Swimming snakes are not unheard of. A 2015 study by the U.S. Geological Society tracking pythons for five years found they lived in both freshwater marshes and mangroves around Cape Sable. Scientists suspect at least some of the adult snakes that started breeding in Key Largo swam there. Finding a snake on a platform just confirms the snakes are equally comfortable in open water, Mazzotti said.

“To find one swimming is not surprising and it probably, in the course of swimming, spied that platform and said, ‘Ah, this is a good place to get out in the sun,’” he said.

It also means the snakes could make their way to islands inhabited by birds or other small mammals and occasional turtle nests. Six of the park’s islands, including Mangrove Key and the Arsenickers about five miles to the south, annually attract nesting birds, mostly cormorants but also herons, egrets, ibises and roseate spoonbills. And any island big enough to support mammals could be a target for pythons.”

Pythons in South Florida?

Ha! That’s just the latest bit of crazy zoology to get established. The pythons in South Florida have to wait in line for recognition. They got here thanks to pet owners, and then stayed due to the lovely weather and abundance of yummy dogs, cats and homeless drifters.
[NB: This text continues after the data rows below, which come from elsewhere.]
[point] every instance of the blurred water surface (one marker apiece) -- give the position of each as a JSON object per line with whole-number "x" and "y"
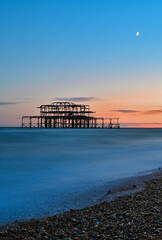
{"x": 46, "y": 171}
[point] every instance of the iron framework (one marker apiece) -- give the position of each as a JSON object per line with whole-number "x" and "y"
{"x": 67, "y": 115}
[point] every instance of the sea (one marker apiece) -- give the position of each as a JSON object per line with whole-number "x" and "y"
{"x": 48, "y": 171}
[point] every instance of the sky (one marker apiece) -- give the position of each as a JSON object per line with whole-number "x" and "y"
{"x": 82, "y": 51}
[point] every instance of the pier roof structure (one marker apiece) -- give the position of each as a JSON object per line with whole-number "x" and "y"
{"x": 67, "y": 115}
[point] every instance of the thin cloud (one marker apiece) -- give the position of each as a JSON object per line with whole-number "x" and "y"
{"x": 126, "y": 111}
{"x": 150, "y": 112}
{"x": 77, "y": 99}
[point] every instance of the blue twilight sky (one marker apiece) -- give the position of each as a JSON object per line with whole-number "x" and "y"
{"x": 89, "y": 48}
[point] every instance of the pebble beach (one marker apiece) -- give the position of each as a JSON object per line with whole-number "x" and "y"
{"x": 133, "y": 216}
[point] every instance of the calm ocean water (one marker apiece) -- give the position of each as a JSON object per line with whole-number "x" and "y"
{"x": 43, "y": 172}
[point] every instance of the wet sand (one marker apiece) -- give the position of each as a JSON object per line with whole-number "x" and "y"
{"x": 131, "y": 210}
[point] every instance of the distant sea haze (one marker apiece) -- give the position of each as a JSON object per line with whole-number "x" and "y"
{"x": 43, "y": 171}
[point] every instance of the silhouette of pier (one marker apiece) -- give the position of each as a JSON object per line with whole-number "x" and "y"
{"x": 67, "y": 115}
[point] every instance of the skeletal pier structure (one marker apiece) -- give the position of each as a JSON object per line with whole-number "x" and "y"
{"x": 67, "y": 115}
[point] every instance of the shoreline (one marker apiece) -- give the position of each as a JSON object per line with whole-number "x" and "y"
{"x": 127, "y": 192}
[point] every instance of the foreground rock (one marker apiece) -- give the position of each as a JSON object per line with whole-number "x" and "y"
{"x": 135, "y": 216}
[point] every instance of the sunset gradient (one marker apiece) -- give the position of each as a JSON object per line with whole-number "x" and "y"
{"x": 86, "y": 51}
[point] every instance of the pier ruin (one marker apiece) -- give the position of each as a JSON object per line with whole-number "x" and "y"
{"x": 67, "y": 115}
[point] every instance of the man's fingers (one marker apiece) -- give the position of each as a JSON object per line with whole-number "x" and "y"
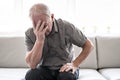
{"x": 38, "y": 25}
{"x": 44, "y": 30}
{"x": 42, "y": 26}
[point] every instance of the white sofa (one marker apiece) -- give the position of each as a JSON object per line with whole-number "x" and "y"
{"x": 103, "y": 63}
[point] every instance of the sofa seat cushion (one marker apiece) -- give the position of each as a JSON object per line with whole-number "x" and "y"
{"x": 12, "y": 73}
{"x": 90, "y": 74}
{"x": 111, "y": 73}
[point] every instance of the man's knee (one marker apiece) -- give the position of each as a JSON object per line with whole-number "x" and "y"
{"x": 32, "y": 74}
{"x": 66, "y": 76}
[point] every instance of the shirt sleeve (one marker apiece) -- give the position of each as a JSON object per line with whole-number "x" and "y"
{"x": 28, "y": 42}
{"x": 76, "y": 36}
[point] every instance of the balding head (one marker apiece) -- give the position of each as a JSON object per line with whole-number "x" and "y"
{"x": 38, "y": 9}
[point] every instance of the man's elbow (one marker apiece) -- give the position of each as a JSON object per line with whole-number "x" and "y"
{"x": 30, "y": 64}
{"x": 89, "y": 45}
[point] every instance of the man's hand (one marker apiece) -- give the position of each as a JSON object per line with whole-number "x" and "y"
{"x": 67, "y": 67}
{"x": 39, "y": 30}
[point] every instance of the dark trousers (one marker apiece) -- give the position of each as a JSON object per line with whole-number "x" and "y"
{"x": 43, "y": 73}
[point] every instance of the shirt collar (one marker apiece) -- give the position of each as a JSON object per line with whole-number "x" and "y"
{"x": 55, "y": 27}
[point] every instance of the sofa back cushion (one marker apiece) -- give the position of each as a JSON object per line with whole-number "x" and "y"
{"x": 108, "y": 49}
{"x": 91, "y": 60}
{"x": 12, "y": 52}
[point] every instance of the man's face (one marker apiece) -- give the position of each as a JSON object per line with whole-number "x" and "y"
{"x": 48, "y": 21}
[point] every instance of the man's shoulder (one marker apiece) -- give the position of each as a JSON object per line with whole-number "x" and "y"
{"x": 62, "y": 21}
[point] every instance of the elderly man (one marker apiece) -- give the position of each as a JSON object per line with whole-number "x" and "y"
{"x": 50, "y": 44}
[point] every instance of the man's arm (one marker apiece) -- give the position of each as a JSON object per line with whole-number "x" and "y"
{"x": 33, "y": 57}
{"x": 86, "y": 49}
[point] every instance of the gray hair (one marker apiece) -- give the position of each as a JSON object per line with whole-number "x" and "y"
{"x": 39, "y": 9}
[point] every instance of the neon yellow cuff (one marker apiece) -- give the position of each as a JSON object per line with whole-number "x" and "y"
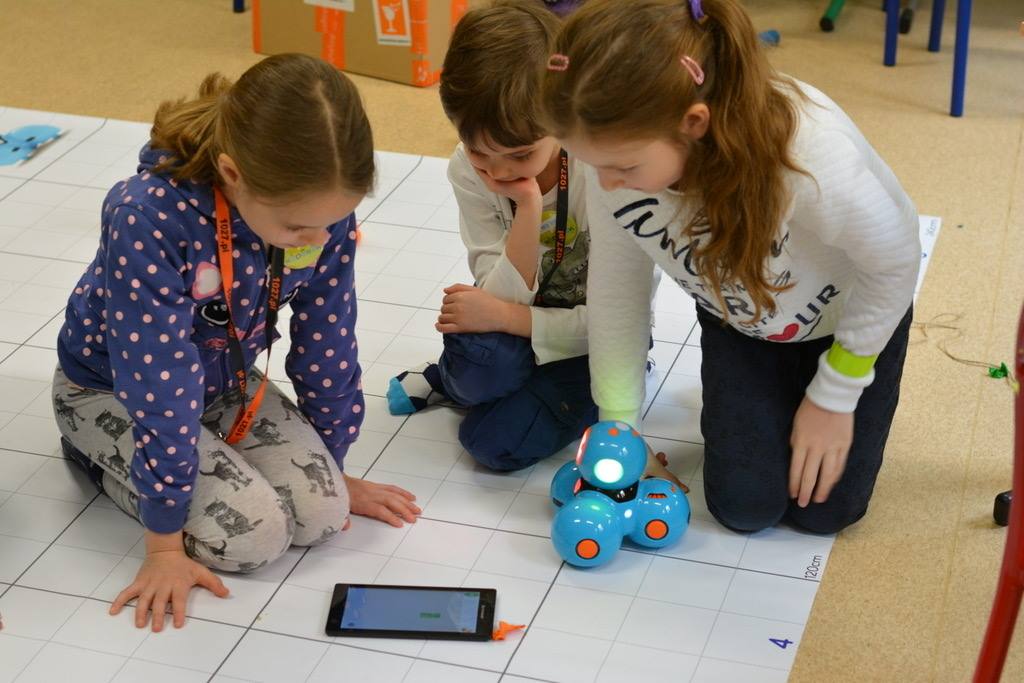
{"x": 847, "y": 364}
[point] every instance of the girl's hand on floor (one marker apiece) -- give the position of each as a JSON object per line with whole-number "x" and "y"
{"x": 164, "y": 581}
{"x": 820, "y": 443}
{"x": 470, "y": 309}
{"x": 380, "y": 501}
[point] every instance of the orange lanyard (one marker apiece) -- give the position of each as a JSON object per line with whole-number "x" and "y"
{"x": 247, "y": 413}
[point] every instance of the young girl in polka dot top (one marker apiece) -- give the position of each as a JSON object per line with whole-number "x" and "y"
{"x": 157, "y": 393}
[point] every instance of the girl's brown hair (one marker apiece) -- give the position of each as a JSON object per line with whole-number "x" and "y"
{"x": 293, "y": 124}
{"x": 491, "y": 80}
{"x": 625, "y": 81}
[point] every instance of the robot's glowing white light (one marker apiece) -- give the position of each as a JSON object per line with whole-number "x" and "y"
{"x": 608, "y": 470}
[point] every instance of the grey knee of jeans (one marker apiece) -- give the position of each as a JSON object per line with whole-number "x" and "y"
{"x": 315, "y": 526}
{"x": 269, "y": 538}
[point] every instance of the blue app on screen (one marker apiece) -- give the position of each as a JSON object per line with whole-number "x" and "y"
{"x": 394, "y": 609}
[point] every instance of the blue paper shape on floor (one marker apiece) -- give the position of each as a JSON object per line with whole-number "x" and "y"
{"x": 22, "y": 143}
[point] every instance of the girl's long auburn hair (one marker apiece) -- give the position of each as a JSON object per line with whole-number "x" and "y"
{"x": 625, "y": 81}
{"x": 293, "y": 124}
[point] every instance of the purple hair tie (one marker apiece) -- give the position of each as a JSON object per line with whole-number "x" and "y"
{"x": 693, "y": 68}
{"x": 697, "y": 11}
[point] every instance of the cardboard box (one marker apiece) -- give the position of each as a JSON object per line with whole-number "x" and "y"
{"x": 397, "y": 40}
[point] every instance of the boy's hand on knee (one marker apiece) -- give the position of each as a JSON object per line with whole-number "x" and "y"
{"x": 522, "y": 190}
{"x": 470, "y": 309}
{"x": 384, "y": 502}
{"x": 164, "y": 581}
{"x": 820, "y": 443}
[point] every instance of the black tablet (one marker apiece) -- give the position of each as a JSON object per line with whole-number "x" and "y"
{"x": 412, "y": 611}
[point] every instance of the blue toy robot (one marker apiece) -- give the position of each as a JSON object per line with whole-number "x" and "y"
{"x": 20, "y": 144}
{"x": 602, "y": 499}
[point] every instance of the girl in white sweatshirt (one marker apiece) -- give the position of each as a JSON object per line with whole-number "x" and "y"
{"x": 764, "y": 202}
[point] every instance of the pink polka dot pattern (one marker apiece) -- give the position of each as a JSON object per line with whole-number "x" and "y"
{"x": 163, "y": 353}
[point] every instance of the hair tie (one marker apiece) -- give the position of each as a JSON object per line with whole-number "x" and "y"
{"x": 558, "y": 62}
{"x": 697, "y": 11}
{"x": 693, "y": 68}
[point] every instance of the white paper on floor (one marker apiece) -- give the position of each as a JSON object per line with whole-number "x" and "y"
{"x": 717, "y": 606}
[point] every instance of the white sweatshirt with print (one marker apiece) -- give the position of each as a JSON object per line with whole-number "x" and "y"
{"x": 484, "y": 220}
{"x": 848, "y": 243}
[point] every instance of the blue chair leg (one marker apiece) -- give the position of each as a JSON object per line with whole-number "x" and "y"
{"x": 935, "y": 36}
{"x": 960, "y": 56}
{"x": 892, "y": 32}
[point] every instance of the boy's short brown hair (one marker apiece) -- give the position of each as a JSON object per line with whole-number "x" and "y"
{"x": 491, "y": 81}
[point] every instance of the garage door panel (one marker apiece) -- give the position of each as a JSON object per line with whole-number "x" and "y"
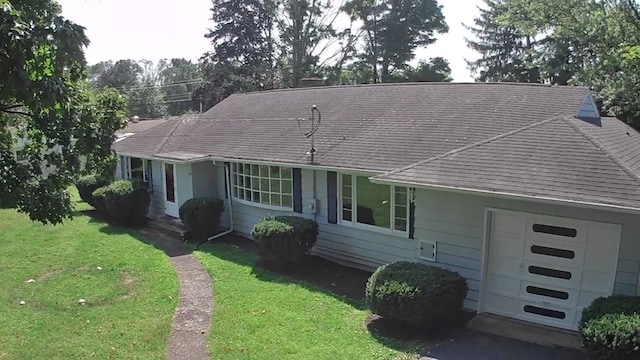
{"x": 546, "y": 269}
South Florida has so many invasive species at this point, not to mention urban sprawl, there is barely a shell of the previous ecosystem left intact. You can glimpse pieces of it by canoeing down the New River, but mixed among the pond apple trees and gumbo limbos are Brazilian peppers and a veritable army of escaped “ornamental” species brought in by homeowners and the landscape trade.

Pythons are just the latest worry.

The rising Tide of Refugee Reptiles

Heck, we’ve probably added a half-dozen varieties of lizard ALONE since I was a kid. Back then I remember brown anoles (invasive) and green anoles (native), plus the Mediterranean gecko.

At some point when I was a teenager a neighbor caught a Knight anole, which we later started seeing more and more. I also remember when iguanas started showing up everywhere.

A few years ago I helped my dad catch a huge iguana in his yard which was hanging out in the poinciana tree.



Yeah, that’s a big ol’ invasive species.

Dad blasted it out of the tree with the hose and then we nabbed it in a crate.



I can’t remember what we did with it after catching it in a crate. Whatever it was, it was probably in violation of some law. There are so very many laws it’s hard to keep track.

Where I live now in Central America the natives occasionally eat iguanas. Apparently they taste quite good.

The adults are vegetarians and wreak a lot of havoc in South Florida gardens – maybe Floridians need to get these guys on the menu, stat!

Ah, someone beat me to it.

As for the pythons in South Florida, I have hopes they’ll reduce the burgeoning poodle population among the condo dwellers.

Or maybe, at the very least, help get rid of squirrels.